Some quotes from the paper:

"Fire converts biomass to long-lived SOC as charcoal — black carbon (BC)...  While humus (especially in organomineral form) helps give soils a black color (Duchaufour, 1978), the literature shows correlation between forest and grassland soil color to BC — the blacker the soil the higher its BC content (Schmidt and Noack, 2000)."

"By increasing biological productivity BC also may contribute to SOC indirectly. Charcoal has been widely used throughout the world as a soil conditioner to increase crop and tree growth, improve germination, and reduce disease (Tryon, 1948; Goldberg, 1985; Kishimoto and Sugiura, 1985; Schmidt and Noack, 2000). Root growth in charcoal-amended soils is enhanced. Production of various legume crops is increased by 20 to 30 percent (Iswaran et al., 1979; Kishimoto and Sugiura, 1985). Exceptionally heavy nodulation has been reported for soybeans grown in charcoal-enriched soils, along with increased yield and N content of roots and shoots. This has been documented even for charcoal added to organic-rich mineral soils and peats. It has been hypothesized that charcoal sorbs agents toxic to rhizobia and other microorganisms of the rhizosphere, and that this effect is general to legumes (Chakrapani and Tilak, 1974; Rajput et al., 1983).
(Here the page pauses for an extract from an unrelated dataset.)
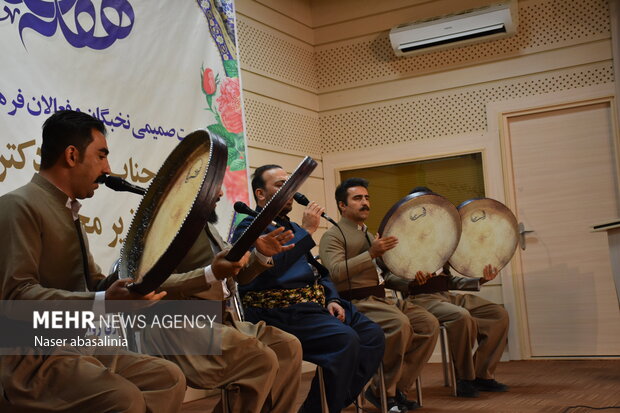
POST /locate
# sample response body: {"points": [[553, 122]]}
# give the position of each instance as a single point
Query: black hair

The literature shows that charcoal in soil sorbs heavy metals, organic toxins, stimulates microbial activity, acts as a substrate for enhanced microbial growth, and generally stimulates N fixation, ammonification, and nitrification (Tryon, 1948; Kishimoto and Sugiura, 1985; Pietikainen et al., 2000; Schmidt and Noack, 2000). The literature further shows that prairie burning enhances productivity, root biomass levels, root turnover, and arthropods — the latter being especially active in incorporating surface BC throughout the soil profile (Lussenhop, 1976)."

"In addition to enhanced N fixation induced by fire-produced BC — and thereby increased SOC sequestration — inorganic constituents of fire ash also enhanced N fixation by raising soil pH and by supplying concentrated amounts of nutrients which stimulate both symbiotic and asymbiotic N fixation."